Efficacy-driven designs
If identifying the OBD is to attain the highest possible efficacy while ensuring patient safety, efficacy-driven designs should be employed. One such design is the ISO design proposed by Zang et al. 15 The ISO design is developed based on the observation that the dose–efficacy curves for targeted agents and immunotherapies are typically unimodal or plateau within the therapeutic dose range. Thus, identifying the OBD can be transformed into locating the inflection point of the dose–response curve (e.g. the OBD in the dose–efficacy curve of Figure 1). The model selection method is used under the ISO design to determine the location of the inflection point. The idea is that although the underlying true location is unknown, the number of possible locations is limited because only a few doses can be considered in a dose-finding trial. For example, assuming a total of five doses of a new agent is under investigation in a trial, we can specify at most five statistical models representing different locations of the inflection point. Specifically, model 1–5 indicates that dose 1–5 is the true OBD, respectively. The efficacy rates are then repeatedly estimated under each model. Finally, among multiple sets of efficacy rate estimates, the best set is selected by optimizing a statistical goodness-of-fit objective function.

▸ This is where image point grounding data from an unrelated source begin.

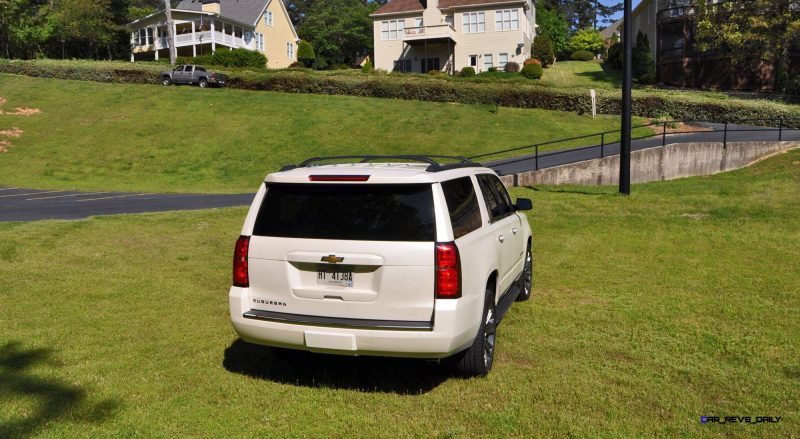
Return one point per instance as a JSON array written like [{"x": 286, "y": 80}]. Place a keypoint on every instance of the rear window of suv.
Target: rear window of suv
[{"x": 361, "y": 212}]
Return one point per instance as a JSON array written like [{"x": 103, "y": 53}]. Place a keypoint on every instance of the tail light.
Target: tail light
[
  {"x": 241, "y": 278},
  {"x": 448, "y": 271}
]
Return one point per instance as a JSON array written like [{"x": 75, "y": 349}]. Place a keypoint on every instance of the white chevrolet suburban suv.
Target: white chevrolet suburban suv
[{"x": 382, "y": 255}]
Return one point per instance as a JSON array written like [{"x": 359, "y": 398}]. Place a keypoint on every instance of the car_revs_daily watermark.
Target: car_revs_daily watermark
[{"x": 739, "y": 419}]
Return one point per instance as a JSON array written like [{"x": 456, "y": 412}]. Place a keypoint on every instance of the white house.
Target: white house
[
  {"x": 448, "y": 35},
  {"x": 202, "y": 27}
]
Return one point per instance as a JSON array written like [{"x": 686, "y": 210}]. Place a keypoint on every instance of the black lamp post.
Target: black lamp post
[{"x": 627, "y": 84}]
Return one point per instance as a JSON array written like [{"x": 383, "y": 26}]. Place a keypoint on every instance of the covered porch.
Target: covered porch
[{"x": 427, "y": 48}]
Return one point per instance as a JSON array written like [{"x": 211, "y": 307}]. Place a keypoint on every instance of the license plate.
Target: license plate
[{"x": 342, "y": 277}]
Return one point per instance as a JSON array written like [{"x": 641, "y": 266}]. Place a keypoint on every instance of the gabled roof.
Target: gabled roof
[
  {"x": 243, "y": 11},
  {"x": 404, "y": 6}
]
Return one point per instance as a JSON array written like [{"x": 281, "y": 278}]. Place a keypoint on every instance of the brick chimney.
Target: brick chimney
[{"x": 211, "y": 6}]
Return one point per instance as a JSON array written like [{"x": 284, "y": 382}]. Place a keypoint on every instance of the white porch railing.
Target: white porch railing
[{"x": 428, "y": 32}]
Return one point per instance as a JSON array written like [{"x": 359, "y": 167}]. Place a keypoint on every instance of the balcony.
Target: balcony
[
  {"x": 197, "y": 38},
  {"x": 426, "y": 33}
]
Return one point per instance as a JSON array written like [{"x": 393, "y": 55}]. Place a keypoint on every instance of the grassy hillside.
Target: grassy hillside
[
  {"x": 97, "y": 136},
  {"x": 648, "y": 312}
]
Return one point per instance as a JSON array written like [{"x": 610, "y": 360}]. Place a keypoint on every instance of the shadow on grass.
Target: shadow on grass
[
  {"x": 366, "y": 374},
  {"x": 601, "y": 191},
  {"x": 54, "y": 400},
  {"x": 607, "y": 75}
]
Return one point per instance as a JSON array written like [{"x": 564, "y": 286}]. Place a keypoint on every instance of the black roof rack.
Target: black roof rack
[{"x": 433, "y": 161}]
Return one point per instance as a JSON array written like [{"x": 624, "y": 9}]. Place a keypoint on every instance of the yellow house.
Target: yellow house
[{"x": 201, "y": 27}]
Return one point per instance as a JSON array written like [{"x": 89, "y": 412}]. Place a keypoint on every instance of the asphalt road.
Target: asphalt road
[
  {"x": 563, "y": 157},
  {"x": 20, "y": 204}
]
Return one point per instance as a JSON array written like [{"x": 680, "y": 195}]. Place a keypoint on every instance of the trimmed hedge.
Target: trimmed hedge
[
  {"x": 647, "y": 103},
  {"x": 533, "y": 71},
  {"x": 582, "y": 55}
]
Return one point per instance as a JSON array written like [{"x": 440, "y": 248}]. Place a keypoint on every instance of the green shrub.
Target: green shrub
[
  {"x": 793, "y": 86},
  {"x": 646, "y": 103},
  {"x": 533, "y": 71},
  {"x": 239, "y": 58},
  {"x": 368, "y": 67},
  {"x": 644, "y": 67},
  {"x": 614, "y": 58},
  {"x": 511, "y": 67},
  {"x": 543, "y": 50},
  {"x": 582, "y": 55}
]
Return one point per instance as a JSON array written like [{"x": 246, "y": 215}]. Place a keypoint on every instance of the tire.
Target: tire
[
  {"x": 478, "y": 359},
  {"x": 527, "y": 277}
]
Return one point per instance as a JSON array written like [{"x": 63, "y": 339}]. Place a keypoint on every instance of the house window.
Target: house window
[
  {"x": 503, "y": 61},
  {"x": 506, "y": 20},
  {"x": 259, "y": 41},
  {"x": 474, "y": 22},
  {"x": 392, "y": 29}
]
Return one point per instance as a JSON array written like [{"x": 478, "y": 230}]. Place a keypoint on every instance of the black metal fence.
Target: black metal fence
[{"x": 709, "y": 128}]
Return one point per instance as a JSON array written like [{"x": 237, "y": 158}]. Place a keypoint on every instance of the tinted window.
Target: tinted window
[
  {"x": 462, "y": 203},
  {"x": 497, "y": 203},
  {"x": 363, "y": 212}
]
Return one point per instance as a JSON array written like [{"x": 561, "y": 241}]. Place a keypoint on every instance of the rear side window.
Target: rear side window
[
  {"x": 361, "y": 212},
  {"x": 496, "y": 196},
  {"x": 462, "y": 203}
]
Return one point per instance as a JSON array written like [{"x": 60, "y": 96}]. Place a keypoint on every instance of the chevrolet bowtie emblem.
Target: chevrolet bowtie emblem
[{"x": 332, "y": 259}]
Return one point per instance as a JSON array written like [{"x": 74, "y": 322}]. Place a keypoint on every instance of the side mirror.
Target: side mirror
[{"x": 524, "y": 204}]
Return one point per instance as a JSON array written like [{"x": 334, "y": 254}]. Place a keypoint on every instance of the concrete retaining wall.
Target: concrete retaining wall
[{"x": 656, "y": 164}]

While the ISO design is primarily efficacy-driven, monitoring toxicity during the dose-finding process is crucial to ensure patient safety. This is done by calculating a posterior probability of toxicity at each dose based on the observed toxicity data, which measures the chance that the toxicity rate is unacceptably high. Then, during each interim analysis, any dose with a posterior probability higher than a cut-off value (e.g. 0.9) will be claimed as excessively toxic and excluded from further consideration. The first step in the dose-finding procedure is to monitor the toxicity outcomes and exclude the overly toxic doses. The second step is calculating the best efficacy rate estimates using the model selection method. The OBD is identified as the dose with the highest efficacy rate while still safeguarding patients. Where there are ties, the lowest dose among the ties is selected. The dose decision for the next cohort of patients is then made by comparing the location of the current dose with the identified OBD. Once the maximum sample size is reached, the latest identified OBD using all accumulated toxicity and efficacy outcomes is selected. A freely available R Shiny App to implement the ISO design is available at https://trialdesign.org/one-page-shell.html#MTADF.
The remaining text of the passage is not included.